The rental segment in the emirate mirrors the sales market, and some areas are similarly expected to witness a drop in rents of up to 10 per cent, confirmed Craig Plumb, director Research at JLL MENA.
“For new tenants moving in, we expect landlords to keep the rents the same or reduce the rates,” he explained.
“For those already renting properties, their landlords are unlikely to offer a rental decrease, but they would probably start to offer additional things like maybe one month rent free, or better maintenance or new appliances, etc,” Plumb said.
Currently, rental rates in Dubai are based on a rental index moderated by Dubai’s Real Estate Regulatory Authority (RERA) along with the Land Department.

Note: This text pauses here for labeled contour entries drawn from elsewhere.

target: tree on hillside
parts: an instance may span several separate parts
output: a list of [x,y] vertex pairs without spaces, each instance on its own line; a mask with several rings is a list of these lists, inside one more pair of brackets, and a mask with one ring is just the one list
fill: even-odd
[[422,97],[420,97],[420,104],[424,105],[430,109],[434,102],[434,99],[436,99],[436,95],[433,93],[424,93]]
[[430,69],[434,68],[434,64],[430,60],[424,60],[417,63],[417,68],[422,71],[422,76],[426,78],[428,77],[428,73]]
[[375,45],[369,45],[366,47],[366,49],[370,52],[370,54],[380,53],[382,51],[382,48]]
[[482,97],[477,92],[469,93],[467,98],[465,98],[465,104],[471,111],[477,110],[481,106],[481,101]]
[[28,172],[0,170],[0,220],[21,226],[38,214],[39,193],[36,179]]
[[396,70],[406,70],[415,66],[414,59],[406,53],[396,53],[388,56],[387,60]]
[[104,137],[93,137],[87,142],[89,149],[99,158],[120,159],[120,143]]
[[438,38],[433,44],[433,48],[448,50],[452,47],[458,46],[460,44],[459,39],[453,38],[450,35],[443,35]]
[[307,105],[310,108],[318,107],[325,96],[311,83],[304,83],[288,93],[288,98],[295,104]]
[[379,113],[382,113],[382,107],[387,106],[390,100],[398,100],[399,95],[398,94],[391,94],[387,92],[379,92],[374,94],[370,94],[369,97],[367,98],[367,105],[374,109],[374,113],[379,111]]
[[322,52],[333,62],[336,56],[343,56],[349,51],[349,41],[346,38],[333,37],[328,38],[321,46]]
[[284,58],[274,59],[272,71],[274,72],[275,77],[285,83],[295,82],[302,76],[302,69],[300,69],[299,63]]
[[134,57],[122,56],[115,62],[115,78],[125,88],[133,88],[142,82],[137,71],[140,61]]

The index, established after Dubai’s property crash in 2009, currently offers average rental rates by property size and location. It covers all the areas in the emirate including freezones.
However, authorities are also studying proposals to introduce grading the properties by quality, in order to streamline the market better, confirmed JLL.
But it is unknown when these changes, if approved, will come into effect.
“It’s a discussion that the government is having – they are going through a consultation programme. We hope the changes will be implemented in the shorter term, but we can’t say for sure,” said Plumb.
Following Dubai’s property market recovery in 2011, rents in the emirate boomed, growing 15 per cent in 2014, according to JLL’s recent report.
A recent report by consulting firm ValuStrat also found that it is cheaper to buy properties in certain areas of Dubai as compared to renting them.
It said that analysis of a representative range of properties worth Dhs1.575 million or less in freehold locations across the city found that in some cases, monthly mortgages were cheaper than rents.
JLL Plumb’s agreed, stating that from a financial perspective, it may be more viable and profitable to buy property in Dubai.
“Some of the payment terms that the developers are offering are definitely more attractive as compared to rents – purely on financial terms,” he said.
“But of course you have got to make that commitment to Dubai – you must feel secure enough to want to be in Dubai for a longer period.”
That’s not necessarily a trend that’s picking up, he says.
“I think there will be two separate markets in Dubai – people who don’t want to buy and people that do. And it won’t necessarily be the cost that determines that,” he added.